At COP27, The ‘Least We Can Do’ Is Not Nearly Enough
By INGRID NEWKIRK (Founder-President PETA)
In the 1960s, there was a TV show called A Man Called Shenandoah. A man with amnesia would ride into a town in the Old West, take on a problem, solve it and then leave. The townspeople would thank him, and he would say, “It was the least I could do.” I never understood that. If that was the least, he could do, shouldn’t he have tried to do more?
This month, lots of “Shenandoahs” have arrived in Sharm El Sheikh, Egypt. They have mostly forgotten their nations’ promises from COP21, the Paris Agreement on climate, and will likely do the least they can do to address the climate catastrophe before moving on.
At COP27, some of the world’s most powerful people will hear that the oceans are dying and that we have harmed life in the oceans in many ways, including with factory farm run-off, chemical pollution, trawler fishing, ship collisions, plastic waste, deep-sea drilling, untreated sewage, ocean dumping, and naval bombing exercises. They will be told that we must act now if we are to save ourselves. That’s key: People will think about taking some action because saving humanity is considered a noble goal—but it will be the least they can do. They’ll do something if it doesn’t interfere too much with their convenience, comfort, or financial interests.
Saving the oceans and their inhabitants is certainly about human survival, but it’s about more than that. Often when someone mentions how bad the situation is, a listener will say, “Yes, I’ve stopped using plastic straws!” But isn’t that the least a person can do? It would be so much better to stop eating fish. After all, it’s the discarded, abandoned, and lost fishing gear that’s strangling turtles, dolphins, whales, seals, and rays. And it’s because of fishing that billions of fish are suffering in hideous ways as they’re hauled out of their aquatic environment to die in agony on their way into human stomachs.
While saving the oceans is about us, it’s also about saving all life within them. One always hopes that powerful people will defend the powerless, and there are few sentient beings less powerful than fish.

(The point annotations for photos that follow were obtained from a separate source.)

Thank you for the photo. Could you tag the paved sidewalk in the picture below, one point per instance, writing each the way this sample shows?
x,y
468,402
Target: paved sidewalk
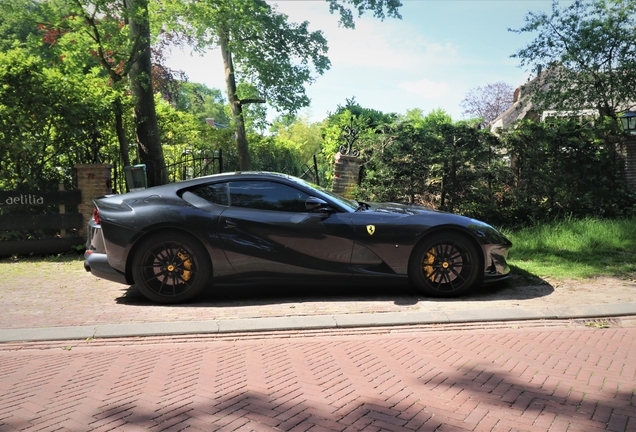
x,y
391,379
59,300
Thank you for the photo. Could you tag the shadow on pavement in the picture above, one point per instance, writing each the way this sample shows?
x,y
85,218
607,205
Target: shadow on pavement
x,y
401,294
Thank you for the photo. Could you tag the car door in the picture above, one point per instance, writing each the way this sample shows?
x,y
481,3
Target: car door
x,y
267,231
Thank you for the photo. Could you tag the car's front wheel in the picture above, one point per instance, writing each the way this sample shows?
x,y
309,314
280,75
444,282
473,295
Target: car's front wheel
x,y
171,268
445,264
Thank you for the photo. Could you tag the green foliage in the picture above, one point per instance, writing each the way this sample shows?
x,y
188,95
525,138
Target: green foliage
x,y
432,161
300,134
576,248
583,55
18,20
564,168
48,121
379,8
202,101
270,53
536,172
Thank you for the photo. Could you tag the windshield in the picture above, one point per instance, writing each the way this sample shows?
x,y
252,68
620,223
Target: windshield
x,y
348,204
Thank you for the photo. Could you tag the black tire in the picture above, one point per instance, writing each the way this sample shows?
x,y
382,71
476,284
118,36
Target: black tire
x,y
171,268
445,264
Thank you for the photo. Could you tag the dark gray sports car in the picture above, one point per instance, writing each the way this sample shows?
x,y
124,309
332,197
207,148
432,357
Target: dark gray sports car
x,y
173,240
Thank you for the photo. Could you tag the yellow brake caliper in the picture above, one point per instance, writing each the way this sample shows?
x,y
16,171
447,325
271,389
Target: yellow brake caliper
x,y
187,264
428,264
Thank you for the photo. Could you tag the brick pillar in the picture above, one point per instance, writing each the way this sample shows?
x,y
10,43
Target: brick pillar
x,y
630,161
94,181
346,175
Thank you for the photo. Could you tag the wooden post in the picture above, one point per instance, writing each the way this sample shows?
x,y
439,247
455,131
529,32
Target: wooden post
x,y
94,181
630,161
346,175
62,211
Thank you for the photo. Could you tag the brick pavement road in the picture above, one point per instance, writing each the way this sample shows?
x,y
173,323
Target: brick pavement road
x,y
400,379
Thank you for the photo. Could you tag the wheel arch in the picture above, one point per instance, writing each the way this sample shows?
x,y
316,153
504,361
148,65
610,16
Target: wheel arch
x,y
450,228
152,232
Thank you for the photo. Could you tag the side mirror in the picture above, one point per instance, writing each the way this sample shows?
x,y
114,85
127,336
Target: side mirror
x,y
313,204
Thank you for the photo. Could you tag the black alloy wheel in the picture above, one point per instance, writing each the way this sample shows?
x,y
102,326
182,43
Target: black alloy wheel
x,y
171,268
445,264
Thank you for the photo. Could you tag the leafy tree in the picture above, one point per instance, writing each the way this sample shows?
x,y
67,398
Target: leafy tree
x,y
261,48
487,103
202,101
380,9
584,56
18,20
299,133
274,57
49,121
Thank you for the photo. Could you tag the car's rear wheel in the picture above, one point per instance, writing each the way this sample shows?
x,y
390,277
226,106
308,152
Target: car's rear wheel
x,y
171,268
445,264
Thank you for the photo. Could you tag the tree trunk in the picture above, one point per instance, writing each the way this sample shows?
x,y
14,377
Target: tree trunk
x,y
235,103
121,135
150,151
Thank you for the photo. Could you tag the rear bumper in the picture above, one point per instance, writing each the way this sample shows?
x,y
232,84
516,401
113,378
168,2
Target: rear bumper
x,y
97,264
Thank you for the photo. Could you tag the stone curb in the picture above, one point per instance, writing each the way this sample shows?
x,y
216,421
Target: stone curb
x,y
313,322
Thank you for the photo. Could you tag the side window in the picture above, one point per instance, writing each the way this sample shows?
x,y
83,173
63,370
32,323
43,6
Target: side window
x,y
267,196
215,193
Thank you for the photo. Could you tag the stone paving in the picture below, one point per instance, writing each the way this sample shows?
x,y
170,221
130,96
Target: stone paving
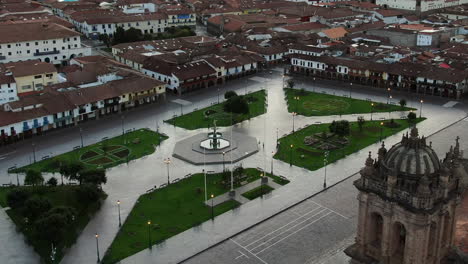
x,y
127,182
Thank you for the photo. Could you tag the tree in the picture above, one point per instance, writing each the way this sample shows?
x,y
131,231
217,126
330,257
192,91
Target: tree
x,y
411,117
402,103
93,176
361,122
236,104
104,38
51,227
52,181
68,212
35,206
340,128
17,197
33,177
71,170
88,193
229,94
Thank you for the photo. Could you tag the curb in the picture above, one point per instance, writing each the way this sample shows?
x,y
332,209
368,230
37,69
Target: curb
x,y
302,200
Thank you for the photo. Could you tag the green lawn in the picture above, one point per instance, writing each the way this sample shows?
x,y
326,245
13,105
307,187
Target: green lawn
x,y
198,119
61,195
319,104
257,192
108,153
171,210
312,158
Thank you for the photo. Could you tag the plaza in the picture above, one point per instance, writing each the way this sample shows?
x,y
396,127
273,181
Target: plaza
x,y
127,182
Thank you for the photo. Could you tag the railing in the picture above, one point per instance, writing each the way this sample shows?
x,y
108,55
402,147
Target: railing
x,y
46,53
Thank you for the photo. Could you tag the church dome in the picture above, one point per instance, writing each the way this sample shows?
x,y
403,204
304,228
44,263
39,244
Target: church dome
x,y
412,157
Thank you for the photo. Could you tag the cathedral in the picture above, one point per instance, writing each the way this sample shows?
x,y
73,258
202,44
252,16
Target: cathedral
x,y
407,203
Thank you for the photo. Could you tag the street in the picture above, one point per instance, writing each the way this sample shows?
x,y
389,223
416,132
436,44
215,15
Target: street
x,y
128,181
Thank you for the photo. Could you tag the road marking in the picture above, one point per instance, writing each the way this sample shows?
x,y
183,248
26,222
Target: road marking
x,y
345,217
283,226
248,251
241,255
285,231
293,233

There is much to admire about fish. Many studies have revealed their sentience, intelligence, and extraordinary capabilities. Fish have shown that they can “tell time “By waiting at the corner of their tank every day, facing the door, knowing, just as a dog knows, that someone always comes home to feed them at that time of day. One fish tried to save his injured companion who couldn’t swim by pushing him up to the top of their tank near the aerator to make sure he got enough oxygen. Another fish remembered how to escape from a net seven years after he had found a way out of the first one. Pufferfish use their fins to create 7-foot, beautifully decorated sets of concentric circles on the ocean floor to impress their potential mate and to protect her eggs. Just one of these stories should be enough for a reasonable person to stop harming these sensitive individuals, who can only scream silently as we destroy their lives.
As for the climate, we didn’t listen or care enough, and now we can either leave it up to the leaders who so far have done so little, or we can take personal responsibility. We can use whatever strengths, talents, personal power, and freedom we possess to go far beyond the least we can do, to figure out the most we can do and do it.